Nem ve gazların büyük bir kısmı uzaklaştıktan sonra neredeyse saf karbon kalır. Yakıtın bu kısmına katran karası veya mangal kömürü denir. Katran karası, alev veya duman olmadan ve maksimum kullanılabilir ısıyı üreterek yavaşça yanar. Katran karasının yanması birincil yanma olarak adlandırılır. Yanan aleve daha fazla odun eklendiğinde, bu üç aşama aynı zamanda devam eder.
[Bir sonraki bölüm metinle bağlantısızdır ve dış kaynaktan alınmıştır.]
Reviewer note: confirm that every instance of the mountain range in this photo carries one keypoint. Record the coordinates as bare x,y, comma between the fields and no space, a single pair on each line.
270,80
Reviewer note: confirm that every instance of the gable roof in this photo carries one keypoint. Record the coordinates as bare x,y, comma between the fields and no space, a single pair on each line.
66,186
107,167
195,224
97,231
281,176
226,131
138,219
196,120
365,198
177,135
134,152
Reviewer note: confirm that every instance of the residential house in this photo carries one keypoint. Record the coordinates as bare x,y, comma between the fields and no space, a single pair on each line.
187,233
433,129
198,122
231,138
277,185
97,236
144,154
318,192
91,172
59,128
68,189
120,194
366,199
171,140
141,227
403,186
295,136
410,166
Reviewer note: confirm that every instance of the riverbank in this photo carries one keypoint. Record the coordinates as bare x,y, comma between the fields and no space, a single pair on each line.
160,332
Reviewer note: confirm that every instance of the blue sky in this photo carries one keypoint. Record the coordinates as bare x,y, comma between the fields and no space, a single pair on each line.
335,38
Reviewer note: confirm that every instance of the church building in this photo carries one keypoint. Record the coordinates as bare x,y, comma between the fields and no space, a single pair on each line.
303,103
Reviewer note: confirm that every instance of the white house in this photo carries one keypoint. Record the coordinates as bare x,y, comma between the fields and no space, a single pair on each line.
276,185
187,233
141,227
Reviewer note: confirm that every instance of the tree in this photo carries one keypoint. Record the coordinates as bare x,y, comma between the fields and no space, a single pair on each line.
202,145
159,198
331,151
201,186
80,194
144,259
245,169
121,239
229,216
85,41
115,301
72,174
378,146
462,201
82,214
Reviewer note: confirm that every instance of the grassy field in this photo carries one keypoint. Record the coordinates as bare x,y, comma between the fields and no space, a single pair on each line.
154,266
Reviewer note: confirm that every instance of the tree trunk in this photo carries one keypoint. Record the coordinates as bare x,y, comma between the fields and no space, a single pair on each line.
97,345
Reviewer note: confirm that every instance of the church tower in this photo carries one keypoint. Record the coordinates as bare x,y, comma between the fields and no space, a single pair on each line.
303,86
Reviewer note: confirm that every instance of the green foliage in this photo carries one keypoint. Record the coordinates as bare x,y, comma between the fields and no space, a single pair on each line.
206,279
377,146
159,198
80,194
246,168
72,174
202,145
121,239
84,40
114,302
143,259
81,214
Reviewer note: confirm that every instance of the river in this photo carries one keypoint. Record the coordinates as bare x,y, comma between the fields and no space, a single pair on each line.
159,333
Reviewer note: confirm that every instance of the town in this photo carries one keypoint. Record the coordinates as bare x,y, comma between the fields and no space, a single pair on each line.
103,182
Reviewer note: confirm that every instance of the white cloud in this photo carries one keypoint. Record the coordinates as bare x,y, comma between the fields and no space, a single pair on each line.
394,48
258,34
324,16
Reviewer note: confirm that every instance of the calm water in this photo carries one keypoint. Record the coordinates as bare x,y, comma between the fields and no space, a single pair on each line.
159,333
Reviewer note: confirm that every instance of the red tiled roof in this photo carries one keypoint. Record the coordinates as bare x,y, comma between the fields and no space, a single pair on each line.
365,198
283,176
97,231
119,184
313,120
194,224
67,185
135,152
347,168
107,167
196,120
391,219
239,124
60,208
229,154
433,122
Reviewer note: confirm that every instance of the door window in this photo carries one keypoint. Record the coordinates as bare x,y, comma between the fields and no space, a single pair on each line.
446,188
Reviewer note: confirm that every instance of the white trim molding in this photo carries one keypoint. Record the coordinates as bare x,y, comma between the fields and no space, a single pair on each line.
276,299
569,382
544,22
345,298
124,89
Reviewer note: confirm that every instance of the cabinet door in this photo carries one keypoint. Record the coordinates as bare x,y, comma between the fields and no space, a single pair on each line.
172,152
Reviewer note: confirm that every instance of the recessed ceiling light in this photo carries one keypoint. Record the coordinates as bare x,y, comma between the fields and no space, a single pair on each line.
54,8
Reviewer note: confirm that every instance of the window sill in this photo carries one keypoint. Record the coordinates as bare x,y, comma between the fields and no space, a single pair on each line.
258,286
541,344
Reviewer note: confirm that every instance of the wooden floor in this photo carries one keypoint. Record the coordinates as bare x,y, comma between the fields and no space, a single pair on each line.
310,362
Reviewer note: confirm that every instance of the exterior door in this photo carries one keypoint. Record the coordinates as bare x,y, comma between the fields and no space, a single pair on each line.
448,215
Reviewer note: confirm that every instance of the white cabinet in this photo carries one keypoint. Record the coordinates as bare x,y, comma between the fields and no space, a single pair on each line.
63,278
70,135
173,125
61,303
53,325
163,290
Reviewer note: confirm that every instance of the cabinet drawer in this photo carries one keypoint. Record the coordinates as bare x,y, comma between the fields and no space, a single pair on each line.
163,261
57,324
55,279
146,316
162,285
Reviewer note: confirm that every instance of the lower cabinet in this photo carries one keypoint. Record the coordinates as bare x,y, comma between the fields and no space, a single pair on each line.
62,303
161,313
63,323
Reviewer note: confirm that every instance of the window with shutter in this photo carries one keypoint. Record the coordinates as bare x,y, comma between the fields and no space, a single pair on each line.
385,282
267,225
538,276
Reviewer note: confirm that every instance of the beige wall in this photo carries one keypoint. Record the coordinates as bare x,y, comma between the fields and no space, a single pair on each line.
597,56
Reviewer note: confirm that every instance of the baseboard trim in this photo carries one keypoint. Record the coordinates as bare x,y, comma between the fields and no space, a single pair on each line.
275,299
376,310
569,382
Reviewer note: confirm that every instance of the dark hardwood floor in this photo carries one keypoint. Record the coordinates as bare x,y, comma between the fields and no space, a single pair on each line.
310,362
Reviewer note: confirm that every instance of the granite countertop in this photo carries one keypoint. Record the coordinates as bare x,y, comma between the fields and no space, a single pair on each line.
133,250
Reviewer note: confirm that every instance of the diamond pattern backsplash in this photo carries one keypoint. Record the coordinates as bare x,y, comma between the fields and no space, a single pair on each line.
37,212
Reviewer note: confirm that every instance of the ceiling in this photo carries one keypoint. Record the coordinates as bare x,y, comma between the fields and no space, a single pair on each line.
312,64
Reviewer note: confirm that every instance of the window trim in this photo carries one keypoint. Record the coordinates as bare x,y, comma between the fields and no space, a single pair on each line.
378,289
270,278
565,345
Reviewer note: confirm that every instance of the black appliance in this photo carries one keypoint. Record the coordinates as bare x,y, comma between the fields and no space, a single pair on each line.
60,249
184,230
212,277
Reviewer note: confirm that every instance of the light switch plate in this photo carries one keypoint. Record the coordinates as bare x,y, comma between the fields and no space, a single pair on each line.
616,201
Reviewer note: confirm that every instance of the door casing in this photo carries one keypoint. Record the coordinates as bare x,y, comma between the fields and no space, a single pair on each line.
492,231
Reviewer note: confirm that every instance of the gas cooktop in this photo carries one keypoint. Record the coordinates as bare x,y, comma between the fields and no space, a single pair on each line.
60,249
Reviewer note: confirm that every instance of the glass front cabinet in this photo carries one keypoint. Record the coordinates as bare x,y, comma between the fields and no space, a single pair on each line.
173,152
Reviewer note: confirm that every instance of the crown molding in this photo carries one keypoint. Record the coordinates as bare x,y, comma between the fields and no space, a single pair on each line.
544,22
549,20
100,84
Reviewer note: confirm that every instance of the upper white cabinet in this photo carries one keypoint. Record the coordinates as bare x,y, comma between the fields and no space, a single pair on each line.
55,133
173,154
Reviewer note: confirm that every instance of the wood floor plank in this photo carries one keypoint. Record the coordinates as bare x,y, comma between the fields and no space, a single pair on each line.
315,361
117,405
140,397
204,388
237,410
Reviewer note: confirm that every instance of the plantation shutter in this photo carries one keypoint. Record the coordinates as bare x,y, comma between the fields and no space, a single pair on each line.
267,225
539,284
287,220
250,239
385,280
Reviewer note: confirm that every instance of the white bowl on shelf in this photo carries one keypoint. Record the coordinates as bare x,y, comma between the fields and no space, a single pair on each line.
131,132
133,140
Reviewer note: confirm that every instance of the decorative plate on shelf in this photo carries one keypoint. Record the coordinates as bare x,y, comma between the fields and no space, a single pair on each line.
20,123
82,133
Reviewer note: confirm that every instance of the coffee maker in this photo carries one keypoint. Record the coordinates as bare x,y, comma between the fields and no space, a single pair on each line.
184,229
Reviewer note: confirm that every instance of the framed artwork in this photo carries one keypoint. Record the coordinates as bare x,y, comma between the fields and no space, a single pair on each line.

Isıtma yapıldığında, CO2 ve su buharı odunun yüzey tabakasından uzaklaşır,

yüzeyi kaplar ve odun ile temas halindeki oksijenin gelişini engeller. Bunun sonucunda duman oluşur fakat alev oluşmaz. Sıcaklık yükseldikçe, odun yüzeyi kurum bağlar. (katran karasının içinde yanar.) Aynı zamanda, odunun içine doğru ısı gönderilir. Bunun sonucunda odunun iç kısmındaki su serbest kalır. Daha sonra gazlar ve kurum serbest kalır. Bunlar odun yüzeyine yayılır. Kurum, katranla reaksiyona girerek uçucu gazları oluşturur. Bunlar oksijen varlığında alev oluştururlar. Uçucuların yanması oksijen gerektirir. Hava sadece yanan yakıtın üzerine doğru yönlendirilirse, gazların hiç birini yakamadan ortamdan uzaklaşır. Gazları yakmak için hava, alevin etrafına ve üzerine verilmelidir. Her gaz molekülü, tutuşmadan önce belirli bir miktar hava ve belirli bir miktar sıcaklık gerektirir. Daha fazla hava, gazların taşıyacağı ısıyı artırır. Fakat hava fazlalığı belirli bir sınırın üzerine çıkarsa odun tutuşmaz. Bu durumda gerekli ısı kaybını telafi etmek için reaksiyon bölgesinde birçok kimyasal reaksiyon meydana gelir. Bu durum oksijen eksikliğinde de meydana gelir. Katran karası çok az miktarda alevle veya alevsiz yanar. Radyasyon enerjisinin % 30’u odun tarafından yeniden emilir. Bu durum yanma sürecinin korunmasına yardım eder. Yanma hızlı gerçekleşirse büyük miktarlarda kurum ve tutuşabilir gazlar üretilir. Daha çok ısı çabucak üretilir. Bu durumda çok az katran karası üretilir. Yanma yavaş olursa, daha fazla CO2, su buharı ve

katran karası üretilir. Isı daha yavaş ve sabit bir oranda yayılır. Yanma haznesi içerisinde kömürün, saf karbon kısmının birincil hava ile yanması şekil 4.1’de görülmektedir.